Applying the One Health approach to pandemic prevention would require reducing practices like deforestation and agricultural expansion, which harms the environment and raises the risk of viral spillover by bringing us into contact with animals carrying novel viruses. It would also provide people with viable and profitable alternatives to the wildlife trade.
“Solving poverty would solve almost everything else,” Graham says.
A silver lining
In some ways, scientists have already shown the benefits of predicting a pandemic with Covid-19. Coronaviruses are a known quantity thanks to the flu. Research into mRNA vaccines for known coronaviruses was well underway when Covid-19 emerged, and it was relatively easy to develop a vaccine for SARS-CoV-2.

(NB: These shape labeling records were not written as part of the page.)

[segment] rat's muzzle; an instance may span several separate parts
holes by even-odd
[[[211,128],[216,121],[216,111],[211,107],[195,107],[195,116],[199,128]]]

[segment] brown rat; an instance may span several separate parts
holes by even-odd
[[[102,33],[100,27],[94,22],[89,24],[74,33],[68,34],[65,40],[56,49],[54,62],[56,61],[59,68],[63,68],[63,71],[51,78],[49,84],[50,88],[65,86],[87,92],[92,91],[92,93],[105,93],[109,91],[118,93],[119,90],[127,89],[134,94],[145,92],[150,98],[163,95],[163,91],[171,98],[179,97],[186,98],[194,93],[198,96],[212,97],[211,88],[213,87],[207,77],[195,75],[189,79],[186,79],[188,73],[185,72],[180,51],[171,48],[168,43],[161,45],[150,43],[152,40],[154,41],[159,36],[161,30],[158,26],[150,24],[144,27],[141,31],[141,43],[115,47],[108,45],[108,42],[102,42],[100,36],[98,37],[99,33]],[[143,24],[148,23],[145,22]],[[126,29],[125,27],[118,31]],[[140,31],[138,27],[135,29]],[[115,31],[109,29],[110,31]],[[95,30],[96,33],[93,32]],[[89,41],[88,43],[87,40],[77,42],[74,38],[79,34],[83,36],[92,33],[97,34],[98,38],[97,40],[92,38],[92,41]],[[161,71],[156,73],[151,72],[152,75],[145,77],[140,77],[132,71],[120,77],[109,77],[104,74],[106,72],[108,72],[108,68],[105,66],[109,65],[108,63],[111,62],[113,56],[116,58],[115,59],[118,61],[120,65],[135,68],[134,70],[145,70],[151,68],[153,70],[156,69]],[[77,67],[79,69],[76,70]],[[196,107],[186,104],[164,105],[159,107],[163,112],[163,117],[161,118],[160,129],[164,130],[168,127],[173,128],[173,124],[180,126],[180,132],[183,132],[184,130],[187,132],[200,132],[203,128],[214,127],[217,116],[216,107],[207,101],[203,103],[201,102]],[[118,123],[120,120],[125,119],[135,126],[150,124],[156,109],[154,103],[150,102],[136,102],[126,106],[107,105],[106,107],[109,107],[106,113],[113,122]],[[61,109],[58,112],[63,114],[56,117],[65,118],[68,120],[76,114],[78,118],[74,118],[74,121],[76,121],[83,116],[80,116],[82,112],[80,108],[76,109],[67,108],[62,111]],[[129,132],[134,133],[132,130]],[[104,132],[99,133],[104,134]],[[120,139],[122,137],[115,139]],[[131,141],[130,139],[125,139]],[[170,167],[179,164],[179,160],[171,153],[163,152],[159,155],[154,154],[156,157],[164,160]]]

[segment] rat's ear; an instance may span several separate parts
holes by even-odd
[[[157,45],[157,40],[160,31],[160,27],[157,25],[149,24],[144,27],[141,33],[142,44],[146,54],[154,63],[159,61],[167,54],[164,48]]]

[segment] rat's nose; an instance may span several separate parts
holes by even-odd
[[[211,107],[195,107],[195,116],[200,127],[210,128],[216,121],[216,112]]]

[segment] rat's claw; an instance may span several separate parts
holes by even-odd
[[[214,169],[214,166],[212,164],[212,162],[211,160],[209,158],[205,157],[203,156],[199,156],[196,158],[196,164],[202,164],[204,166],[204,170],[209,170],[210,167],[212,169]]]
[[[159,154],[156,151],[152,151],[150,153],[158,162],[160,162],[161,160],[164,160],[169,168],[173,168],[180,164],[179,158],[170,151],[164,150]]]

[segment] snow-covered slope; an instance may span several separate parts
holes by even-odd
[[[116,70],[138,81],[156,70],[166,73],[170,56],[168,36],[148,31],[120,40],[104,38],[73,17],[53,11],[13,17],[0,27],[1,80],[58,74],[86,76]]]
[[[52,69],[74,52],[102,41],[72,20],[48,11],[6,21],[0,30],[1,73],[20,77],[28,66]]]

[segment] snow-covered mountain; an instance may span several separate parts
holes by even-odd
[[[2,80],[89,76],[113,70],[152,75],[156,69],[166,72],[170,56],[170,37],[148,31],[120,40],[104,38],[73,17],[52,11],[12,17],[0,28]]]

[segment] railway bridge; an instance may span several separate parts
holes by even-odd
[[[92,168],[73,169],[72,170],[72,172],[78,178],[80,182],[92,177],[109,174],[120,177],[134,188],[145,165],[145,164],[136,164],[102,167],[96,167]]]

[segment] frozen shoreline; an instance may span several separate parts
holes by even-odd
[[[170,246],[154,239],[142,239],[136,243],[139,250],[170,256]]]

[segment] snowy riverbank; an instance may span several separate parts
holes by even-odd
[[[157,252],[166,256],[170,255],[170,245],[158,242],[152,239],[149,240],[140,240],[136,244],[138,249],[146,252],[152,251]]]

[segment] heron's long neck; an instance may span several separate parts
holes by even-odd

“We were lucky with coronavirus,” Graham says. “We are not as well prepared for anything else.”
Before he left the NIH, Graham and his colleagues published a roadmap for a less-predictable viral outbreak: the Pandemic Preparedness Plan.
One strategy involves a “prototype pathogen” approach — better cataloging what Graham calls the “periodic table of viruses.”

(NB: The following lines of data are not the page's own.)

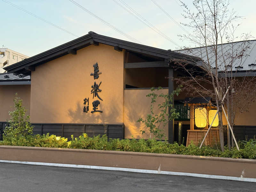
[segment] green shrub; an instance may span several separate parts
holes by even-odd
[[[25,116],[28,110],[23,107],[22,100],[18,97],[17,93],[13,99],[14,110],[9,112],[10,120],[7,121],[7,126],[3,134],[4,139],[12,140],[12,138],[25,136],[33,132],[33,127],[29,122],[29,116]]]
[[[74,138],[74,136],[71,135],[71,140],[69,141],[68,141],[67,138],[56,137],[53,135],[49,135],[49,133],[42,136],[20,135],[0,141],[0,145],[112,150],[256,159],[256,141],[253,140],[240,142],[239,151],[236,148],[229,150],[226,148],[223,152],[210,146],[204,146],[200,149],[199,147],[193,143],[186,147],[183,145],[179,145],[177,143],[170,144],[155,139],[145,140],[143,139],[110,139],[108,141],[106,135],[102,137],[99,135],[93,137],[89,137],[86,133],[84,133],[77,138]]]

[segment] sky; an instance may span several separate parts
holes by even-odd
[[[93,31],[97,33],[129,41],[132,41],[77,7],[69,0],[7,0],[79,37]],[[119,0],[115,0],[119,2]],[[151,0],[123,0],[181,47],[193,47],[191,43],[181,40],[184,33]],[[179,0],[155,0],[178,23],[186,21]],[[116,4],[113,0],[75,0],[84,7],[142,44],[164,49],[179,48]],[[191,0],[184,2],[192,7]],[[231,0],[233,9],[244,19],[236,31],[238,36],[250,33],[256,37],[256,1]],[[0,47],[3,45],[32,56],[77,37],[0,0],[1,24]],[[191,30],[185,28],[189,32]],[[256,37],[253,38],[256,39]]]

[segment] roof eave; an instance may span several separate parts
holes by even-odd
[[[168,51],[155,47],[141,45],[107,36],[100,35],[92,32],[82,37],[39,53],[4,69],[8,73],[14,73],[29,74],[30,71],[25,69],[31,66],[37,66],[69,54],[68,51],[75,49],[79,50],[91,45],[96,42],[102,44],[118,47],[126,50],[164,59],[185,60],[194,63],[200,60],[199,58],[174,52]]]

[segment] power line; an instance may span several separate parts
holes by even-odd
[[[174,19],[173,18],[172,18],[172,17],[171,17],[171,16],[170,16],[170,15],[169,15],[169,14],[168,14],[168,13],[167,13],[167,12],[166,12],[165,11],[165,10],[164,10],[164,9],[163,8],[162,8],[162,7],[161,7],[161,6],[160,6],[159,5],[159,4],[157,4],[157,3],[156,3],[156,1],[155,1],[154,0],[151,0],[151,1],[152,1],[153,2],[153,3],[154,3],[155,4],[156,4],[156,6],[157,6],[157,7],[158,7],[159,8],[159,9],[161,9],[161,10],[162,10],[162,11],[163,11],[163,12],[164,13],[165,13],[165,14],[166,14],[166,15],[167,15],[167,16],[168,16],[168,17],[169,17],[169,18],[170,18],[170,19],[171,19],[172,20],[172,21],[173,21],[173,22],[174,22],[174,23],[175,23],[176,24],[177,24],[178,25],[178,26],[179,26],[179,27],[180,28],[181,28],[181,29],[182,29],[182,30],[183,30],[183,31],[184,31],[185,32],[186,32],[186,33],[187,33],[187,34],[188,35],[190,35],[189,33],[189,32],[188,32],[188,31],[187,31],[187,30],[186,30],[186,29],[184,29],[184,28],[183,28],[181,26],[181,25],[180,25],[180,24],[179,24],[179,23],[178,23],[178,22],[177,22],[177,21],[176,21],[175,20],[175,19]],[[178,3],[178,2],[177,2],[177,1],[176,2],[176,3]]]
[[[36,17],[36,18],[37,18],[38,19],[39,19],[41,20],[42,20],[42,21],[44,21],[45,22],[46,22],[47,23],[48,23],[49,24],[50,24],[50,25],[51,25],[52,26],[54,26],[54,27],[57,27],[57,28],[58,28],[59,29],[60,29],[62,31],[65,31],[65,32],[68,33],[69,33],[70,35],[72,35],[73,36],[75,36],[76,37],[79,37],[79,36],[77,36],[76,35],[75,35],[75,34],[71,33],[71,32],[70,32],[68,31],[67,31],[67,30],[66,30],[65,29],[63,29],[63,28],[61,28],[60,27],[59,27],[59,26],[58,26],[57,25],[55,25],[54,24],[53,24],[53,23],[51,23],[50,21],[47,21],[47,20],[45,20],[45,19],[43,19],[42,18],[41,18],[41,17],[39,17],[39,16],[37,16],[37,15],[36,15],[35,14],[33,14],[32,13],[31,13],[31,12],[30,12],[26,10],[25,10],[25,9],[22,9],[21,7],[20,7],[19,6],[18,6],[16,5],[15,5],[15,4],[12,4],[12,3],[10,3],[10,2],[9,2],[9,1],[6,1],[6,0],[2,0],[2,1],[4,1],[5,3],[6,3],[10,4],[10,5],[13,6],[13,7],[15,7],[16,8],[18,8],[18,9],[20,9],[21,11],[24,11],[24,12],[26,12],[27,13],[28,13],[30,15],[31,15],[32,16],[34,16],[35,17]]]
[[[140,21],[142,22],[145,25],[147,25],[147,26],[150,28],[151,28],[154,30],[156,33],[158,33],[158,34],[159,34],[159,35],[163,36],[164,38],[165,38],[168,41],[170,41],[173,44],[175,44],[176,45],[178,46],[178,47],[180,47],[180,46],[178,44],[175,43],[170,38],[167,36],[163,33],[160,30],[159,30],[156,27],[155,27],[154,25],[153,25],[149,22],[148,21],[145,19],[143,18],[142,16],[141,16],[140,15],[139,13],[138,13],[132,7],[131,7],[129,5],[128,5],[127,4],[124,3],[123,1],[122,1],[122,0],[119,0],[119,1],[122,3],[123,4],[124,4],[126,7],[128,8],[130,10],[131,10],[131,12],[131,12],[131,11],[130,11],[130,10],[127,10],[127,9],[125,8],[125,7],[124,7],[123,5],[121,5],[120,4],[117,2],[115,0],[113,0],[118,5],[119,5],[121,7],[123,8],[126,11],[129,12],[130,14],[131,14],[134,17],[135,17],[136,19],[139,20]]]
[[[73,4],[75,4],[78,7],[80,7],[80,8],[81,8],[82,9],[83,9],[83,10],[84,11],[85,11],[87,12],[87,13],[89,13],[89,14],[90,14],[91,15],[92,15],[92,16],[93,16],[93,17],[95,17],[95,18],[96,18],[97,19],[99,20],[100,21],[101,21],[103,23],[104,23],[105,24],[107,25],[108,25],[109,27],[110,27],[112,28],[112,29],[116,30],[116,31],[117,31],[118,33],[121,33],[121,34],[122,34],[122,35],[124,35],[124,36],[125,36],[126,37],[127,37],[128,39],[130,39],[132,40],[133,41],[134,41],[135,42],[138,42],[138,43],[140,43],[141,44],[142,44],[142,43],[141,42],[140,42],[140,41],[139,41],[138,40],[137,40],[135,38],[134,38],[134,37],[133,37],[132,36],[129,35],[128,35],[128,34],[124,32],[123,31],[121,31],[121,30],[119,29],[118,29],[117,28],[115,27],[113,25],[111,24],[110,24],[109,23],[106,21],[105,21],[105,20],[103,20],[102,19],[101,19],[101,18],[100,18],[100,17],[99,17],[98,16],[96,15],[96,14],[94,14],[94,13],[93,13],[93,12],[90,12],[90,11],[89,11],[88,9],[85,9],[84,7],[83,7],[83,6],[82,6],[81,5],[77,3],[76,3],[76,2],[75,1],[73,1],[73,0],[69,0],[71,2],[73,3]]]

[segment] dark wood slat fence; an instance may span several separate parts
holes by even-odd
[[[100,136],[106,134],[109,138],[124,138],[124,125],[123,124],[32,124],[34,134],[42,135],[49,133],[71,139],[71,135],[77,137],[83,133],[87,133],[89,137]],[[3,132],[6,126],[6,122],[0,122],[0,140],[3,140]]]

“We need research and development processes so that we can really get more basic information about all the different viruses with the capacity to infect humans,” Graham says.
“There’s always going to be some risk.”
Scientists have identified about 100 virus families so far. Of these, 26 have infected humans. The roadmap lays out a plan whereby a researcher could theoretically select a “prototype” virus representing the larger group. Then they can develop vaccines and treatments for the prototype that could broadly apply to other viruses in its family.
Parts 3 and 4 of the plan involve building the infrastructure to manufacture vaccines and deploy them worldwide.
A different tactic involves devoting more attention to viruses widespread in specific areas of the world — rift valley fever in Kenya or Lassa fever in Nigeria, for example — that could theoretically become a global pandemic, he says. Monkeypox, which has circulated in Africa for some time before spreading to other continents, is a timely case in point.
Richer nations could pay lower-income countries to help treat endemic diseases like these — and try to prevent them from arising in the first place. But at least in the United States, government funding for global Covid-19 aid is drying up while the virus remains rampant.
There’s another problem with the plan aside from money: The viruses it suits best are those already known to be in human populations and considered an immediate threat.
“I don’t know that we could make a vaccine for every risk ahead of time, but we can make a plan and have an approach for every risk ahead of time,” Graham says.
Goldberg compares the effort to trying to always prevent yourself from falling down the stairs.
“There’s always going to be some risk. The goal isn’t to prevent — the goal is to reduce the risk,” he says.